太後看著她的眼神複雜:“你這不是活該,當初你好好嫁給太子……。”
“太後娘娘,皇後娘娘攜太子來探望您了。”慈安宮的大宮女恭謹地行禮,打斷了太後的話。
“嗬,這是說曹操,曹操到,宣他們進來吧!”太後意味不明地笑了笑。
明蘭若:“……。”
宣那兩尊大佛進她這個傷患的房間,是不是意味著她還得下跪。
但她眼珠子一轉,忽然又想開了。
她是傷患,她就是不跪又怎麼樣,太後都沒讓自己跪!
明蘭若小臉蛋一皺:“哎喲,好疼啊!”
然後她乾脆地躺了回去。
太後瞥了她一眼,一時間竟對她的厚臉皮無言以對:“……。”
不一會,周皇後就帶著太子上官宙進來了。
“參見母後,聽聞您病倒,兒媳心中擔憂極了。”周皇後上前福了福,美貌端莊的臉上滿是擔憂。

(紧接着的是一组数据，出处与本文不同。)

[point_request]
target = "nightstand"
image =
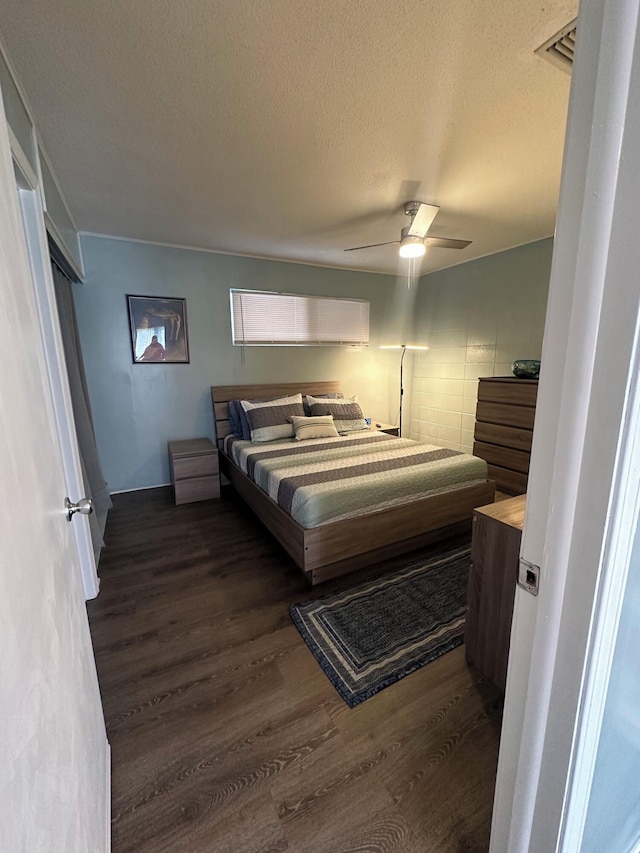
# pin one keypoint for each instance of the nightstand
(194, 470)
(390, 429)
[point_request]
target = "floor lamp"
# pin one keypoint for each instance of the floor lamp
(404, 348)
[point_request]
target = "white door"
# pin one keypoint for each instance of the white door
(53, 746)
(583, 500)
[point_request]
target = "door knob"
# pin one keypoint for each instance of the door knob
(84, 507)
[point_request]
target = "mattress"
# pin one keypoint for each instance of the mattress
(324, 480)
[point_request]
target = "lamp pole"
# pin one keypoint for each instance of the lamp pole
(404, 349)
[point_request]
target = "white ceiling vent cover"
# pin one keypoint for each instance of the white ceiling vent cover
(560, 48)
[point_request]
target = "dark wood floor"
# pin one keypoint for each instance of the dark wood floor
(225, 734)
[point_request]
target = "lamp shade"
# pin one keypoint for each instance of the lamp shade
(412, 247)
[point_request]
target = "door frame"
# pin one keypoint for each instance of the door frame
(585, 460)
(38, 251)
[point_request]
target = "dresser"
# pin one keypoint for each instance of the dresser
(505, 414)
(495, 553)
(194, 470)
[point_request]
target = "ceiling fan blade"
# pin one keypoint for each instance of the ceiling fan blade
(421, 222)
(446, 243)
(371, 246)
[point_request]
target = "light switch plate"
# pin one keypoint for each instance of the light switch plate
(529, 577)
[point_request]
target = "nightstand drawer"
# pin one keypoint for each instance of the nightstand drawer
(194, 470)
(195, 466)
(197, 489)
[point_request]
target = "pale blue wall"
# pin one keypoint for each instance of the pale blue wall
(137, 408)
(476, 318)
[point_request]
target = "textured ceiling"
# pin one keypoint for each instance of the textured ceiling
(294, 129)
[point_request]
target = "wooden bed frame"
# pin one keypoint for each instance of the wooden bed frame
(339, 547)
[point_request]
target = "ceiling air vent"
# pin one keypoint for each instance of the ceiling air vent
(560, 48)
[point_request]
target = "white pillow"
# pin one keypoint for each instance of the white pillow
(319, 427)
(347, 414)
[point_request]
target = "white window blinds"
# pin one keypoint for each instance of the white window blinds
(260, 318)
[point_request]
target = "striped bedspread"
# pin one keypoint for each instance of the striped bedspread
(324, 480)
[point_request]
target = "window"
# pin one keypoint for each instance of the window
(262, 318)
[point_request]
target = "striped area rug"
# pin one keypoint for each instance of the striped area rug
(372, 635)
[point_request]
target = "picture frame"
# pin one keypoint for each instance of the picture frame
(158, 328)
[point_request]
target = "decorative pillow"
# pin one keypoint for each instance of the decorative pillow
(319, 427)
(347, 414)
(271, 420)
(238, 420)
(307, 405)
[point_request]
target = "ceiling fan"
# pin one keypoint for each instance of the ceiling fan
(413, 238)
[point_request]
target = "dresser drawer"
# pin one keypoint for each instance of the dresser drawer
(519, 392)
(504, 457)
(506, 415)
(518, 439)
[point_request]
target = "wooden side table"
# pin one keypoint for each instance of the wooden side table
(194, 470)
(495, 553)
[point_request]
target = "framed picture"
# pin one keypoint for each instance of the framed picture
(158, 330)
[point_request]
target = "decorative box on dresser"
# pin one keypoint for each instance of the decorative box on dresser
(505, 414)
(495, 553)
(194, 470)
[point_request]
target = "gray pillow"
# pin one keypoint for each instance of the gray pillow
(238, 420)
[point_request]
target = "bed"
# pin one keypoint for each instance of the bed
(397, 522)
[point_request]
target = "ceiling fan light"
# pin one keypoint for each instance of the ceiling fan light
(412, 247)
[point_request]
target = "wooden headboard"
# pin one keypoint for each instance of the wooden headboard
(221, 394)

她話裡話外也不像一般宮妃那般拘謹於禮儀,言談間用了尋常人家媳婦的自稱,顯得親切溫柔。
太子上官宙倒是一板一眼,恭謹有禮地行了跪拜大禮:“拜見皇祖母,您身體可好些了?”
“都起來吧,看你們結伴而來,不知道的還以為是親生母子。”太後對著兩個人不鹹不淡地道。
皇後:“……”
太子:“……”
明蘭若:“咳咳……。”
她強行忍笑,忍得傷口都疼了!
周皇後是現任皇帝的繼後,太子繼母,也是秦王上官弘業的親娘,太子和秦王勢同水火。
但皇後母儀天下,是所有皇子名義上的“母親”,皇家“母子”麵上功夫都要在天下人麵前做足。
可老太太這總是毫不留情戳穿彆人偽裝的性格,到底是怎麼在上屆宮鬥中成終極贏家的?!
明蘭若這一咳嗽,立刻惹來了周皇後的目光。
周皇後溫柔又歉意地看著她道:“悼王妃傷勢好些了麼,都是本宮的錯,宮裡的人說什麼不吉利的渾話……。”

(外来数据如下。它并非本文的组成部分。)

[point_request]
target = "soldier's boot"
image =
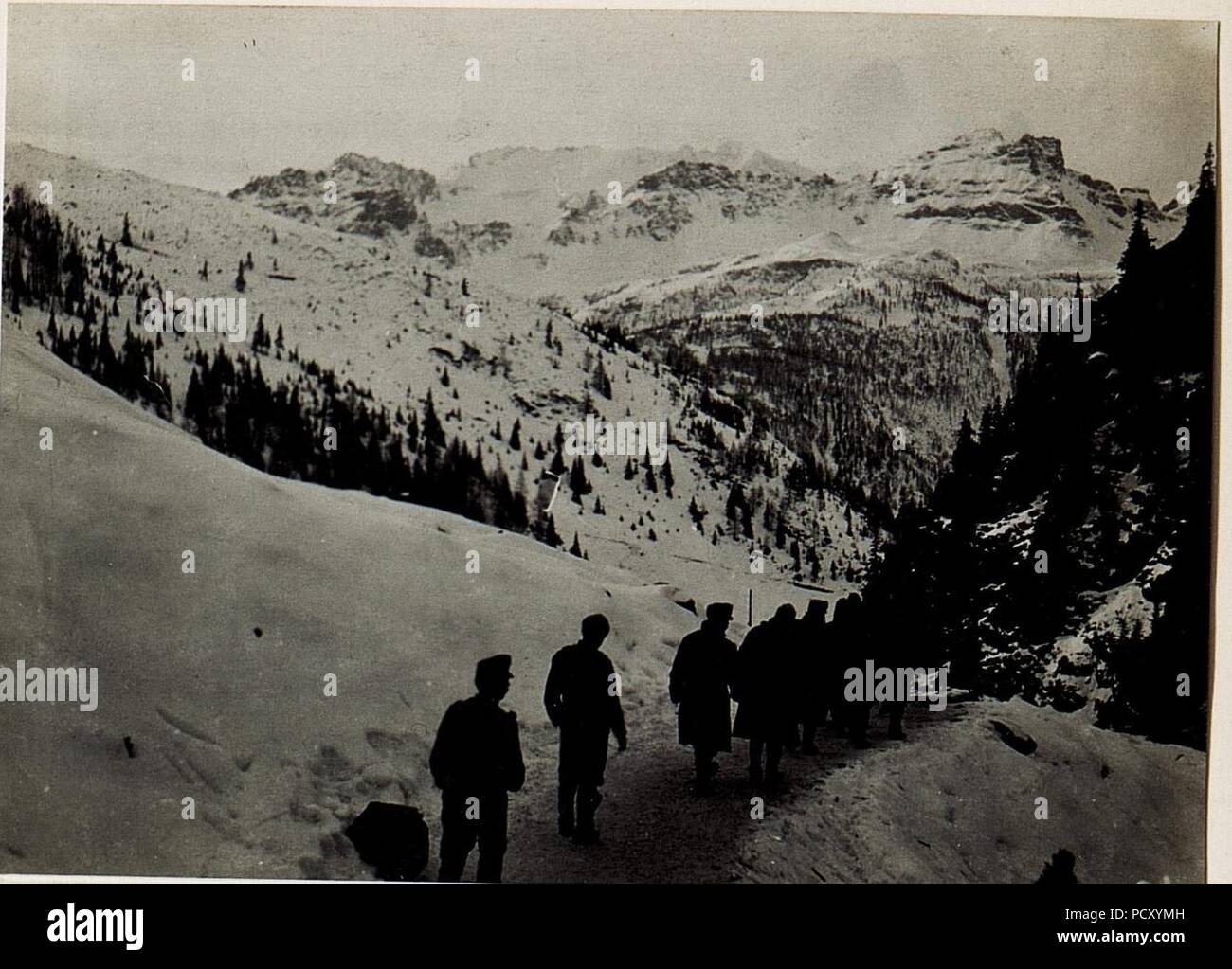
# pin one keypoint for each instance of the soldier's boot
(896, 722)
(705, 767)
(588, 803)
(774, 752)
(808, 746)
(755, 776)
(565, 805)
(492, 854)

“皇後是錯了,明明是壽宴,卻讓人跪在宮道一晚,才是不吉利,知道的是拜壽,不知道的還以為是給皇後拜靈堂!”
太後一邊喝茶,一邊冷不丁地打斷周皇後的話。
“咳咳咳……。”明蘭若簡直憋笑憋出內傷了。
這老太太真是夠狠,地位夠高,果然是可以為所欲為的。
壽辰被人罵拜靈堂,周皇後就算再有修養和再能裝,臉色一瞬間變得有些難看。
但很快她就恢複了溫柔的表情:“是兒媳沒有管束好底下人,一定會整肅宮紀!”
說著,她滿是歉意地看向明蘭若:“悼王妃可莫要怪罪本宮。”
明蘭若一頓,周皇後這是在逼她表態不追究今天當眾羞辱她的事。
她虛弱地笑了笑:“臣女本是戴罪之身,能進宮為娘娘賀壽已經是陛下和娘娘的恩典。”
看著周皇後臉上露出滿意她識趣的表情,明蘭若話鋒一轉——
“但鳳坤宮裡竟有人敢替娘娘發落命婦,這是看娘娘脾氣溫柔,想爬到娘娘頭上,才敢這麼乾,也不知是哪位這麼大的本事,狗仗人勢。”

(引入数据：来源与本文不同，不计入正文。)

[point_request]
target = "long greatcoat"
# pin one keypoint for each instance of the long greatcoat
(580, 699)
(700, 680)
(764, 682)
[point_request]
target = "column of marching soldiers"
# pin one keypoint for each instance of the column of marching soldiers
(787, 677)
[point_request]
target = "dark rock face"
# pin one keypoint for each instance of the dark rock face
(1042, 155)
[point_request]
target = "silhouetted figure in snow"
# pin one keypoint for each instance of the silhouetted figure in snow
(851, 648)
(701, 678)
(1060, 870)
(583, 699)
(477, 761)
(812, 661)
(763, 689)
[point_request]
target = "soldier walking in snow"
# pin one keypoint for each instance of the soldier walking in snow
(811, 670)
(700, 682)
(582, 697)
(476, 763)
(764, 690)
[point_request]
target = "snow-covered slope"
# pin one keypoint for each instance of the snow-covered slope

周皇後的臉僵住了,明蘭若這帽子扣得太大,咄咄逼人地是要逼她處置阮尚宮這些心腹!
明蘭若隻當沒看見周皇後陰沉的目光,慢條斯理地喝藥。
她既要和小希一起踏出悼王府,就容不得京城裡的那些人肆意侮辱和踐踏她和孩子。
拿皇後身邊的人開刀,最合適,從此讓人不敢再隨便糟踐她和小希!
太後不鹹不淡地道:“蘭若丫頭說得有道理,今天他們可以狐假虎威,明天就能騎到你頭上!”
周皇後最終不得不屈膝,低聲道:“母後說得是,兒媳回去就處置了他們。”
“得了,你現在就回去吧,不是還要吃晚宴嗎?”太後有點不耐煩地道。
皇後惱恨得捏緊了掌心,麵不改色笑道:“太子和太子妃都等著探望悼王妃,太子妃和悼王妃是親姐妹,不如讓他們聚一聚。”
太後聞言,倒也乾脆:“行,你就扶哀家出去吧!”
明蘭若還沒來得及阻止,皇後已經過來扶著太後出門去了。
房間裡頓時隻剩下太子上官宙和明蘭若。
麵對上輩子自己曾經同床共枕的夫君,明蘭若心情複雜,一點都不想和他單獨呆著。
上官宙卻忽然走到她身邊坐下,目光溫柔而灼熱地看著她。
明蘭若還沒想好要說什麼。
他抬手就握住了明蘭若的手:“疼麼?”
仿佛那個百官麵前,以斯文守禮出名的太子不是他。
而站在幽暗處的修長人影,目光冰冷地看著房裡的一切,尤其是太子和明蘭若交疊的手。
雲霓見狀,有些不安地開口:“督主。”
蒼喬抬手,麵無表情地抬手示意她噤聲。